Kriminalität in Bad Freienwalde
: Jugendliche bespucken und verletzen Rentnerin

Betrunkene Jugendliche greifen am Bahnhof der Kurstadt Bad Freienwalde eine 77-Jährige an. Das ist bekannt.
Von
Ulf Grieger
Bad Freienwalde
Jetzt in der App anhören
Dreck trotz vieler Mülleimer – der Bahnhof Bad Freienwalde ist ein Problembereich der Kurstadt

Bahnhof FRW

Dreck trotz vieler Mülleimer – der Bahnhof Bad Freienwalde ist ein Problembereich der Kurstadt. Dort wurde jetzt eine Seniorin angegriffen.

Ulf Grieger
  • Am Bahnhof Bad Freienwalde griffen Jugendliche eine 77-Jährige an.
  • Die Frau bat nach Pyrotechnik um Ruhe – ein Mann spuckte ihr ins Gesicht und schlug zu.
  • Sie stürzte und wurde verletzt, an der Jacke entstand durch eine Zigarette ein Brandloch.
  • Polizei stellte zwei Tatverdächtige: 16 und 21 Jahre alt, der Ältere hatte 1,02 Promille.
  • Ermittlungen laufen wegen Körperverletzung, Sachbeschädigung, Widerstand und Beleidigung.

Die Zusammenfassung wurde durch künstliche Intelligenz erstellt.
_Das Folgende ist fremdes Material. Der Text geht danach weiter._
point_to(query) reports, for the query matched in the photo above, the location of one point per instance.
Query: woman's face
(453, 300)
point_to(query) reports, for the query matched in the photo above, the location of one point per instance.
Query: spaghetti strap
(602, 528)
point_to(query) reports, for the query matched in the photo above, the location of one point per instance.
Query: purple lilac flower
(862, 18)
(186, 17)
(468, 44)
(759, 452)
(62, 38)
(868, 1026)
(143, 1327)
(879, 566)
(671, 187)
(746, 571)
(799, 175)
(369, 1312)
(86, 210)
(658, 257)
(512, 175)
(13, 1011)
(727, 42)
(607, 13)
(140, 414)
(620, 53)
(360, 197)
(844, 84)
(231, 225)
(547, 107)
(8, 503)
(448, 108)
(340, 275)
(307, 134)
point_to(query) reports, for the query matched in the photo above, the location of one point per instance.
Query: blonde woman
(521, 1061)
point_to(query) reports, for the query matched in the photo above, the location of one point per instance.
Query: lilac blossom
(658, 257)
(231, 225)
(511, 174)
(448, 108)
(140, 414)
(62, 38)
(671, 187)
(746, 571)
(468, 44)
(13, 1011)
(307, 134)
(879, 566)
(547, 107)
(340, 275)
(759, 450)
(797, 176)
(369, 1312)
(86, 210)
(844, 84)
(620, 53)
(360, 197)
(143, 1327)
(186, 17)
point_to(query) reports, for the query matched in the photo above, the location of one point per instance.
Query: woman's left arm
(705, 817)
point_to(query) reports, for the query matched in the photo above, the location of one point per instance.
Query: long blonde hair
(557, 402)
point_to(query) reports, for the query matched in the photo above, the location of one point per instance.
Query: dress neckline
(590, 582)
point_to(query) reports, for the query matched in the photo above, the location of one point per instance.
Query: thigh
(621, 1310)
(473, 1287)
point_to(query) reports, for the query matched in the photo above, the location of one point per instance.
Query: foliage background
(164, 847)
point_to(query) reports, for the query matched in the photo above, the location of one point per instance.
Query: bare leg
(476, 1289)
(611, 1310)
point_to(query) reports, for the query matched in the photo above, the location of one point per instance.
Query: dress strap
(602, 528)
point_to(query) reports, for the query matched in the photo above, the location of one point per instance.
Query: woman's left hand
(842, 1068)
Am frühen Dienstagabend (21. April)  hatte sich eine Rentnerin an die Polizei gewandt, um ein Geschehen zu schildern, welches ihr kurz zuvor am Bahnhofsvorplatz widerfahren sei. Die 77-Jährige war auf eine Gruppe junger Leute zugegangen, nachdem diese Pyrotechnik entzündet hatten. Ihr Bitten, das Ganze zu unterlassen, wurde von einem der Versammelten mit Gewalt beantwortet.

Ein Mann soll ihr ins Gesicht gespuckt und anschließend zugeschlagen haben, wodurch die Frau zu Boden stürzte und dabei auch Verletzungen davontrug. Einer seiner Kumpels drückte, den Angaben der Geschädigten zufolge, dann noch eine Zigarette an deren Jacke aus, was ein Brandloch hinterließ.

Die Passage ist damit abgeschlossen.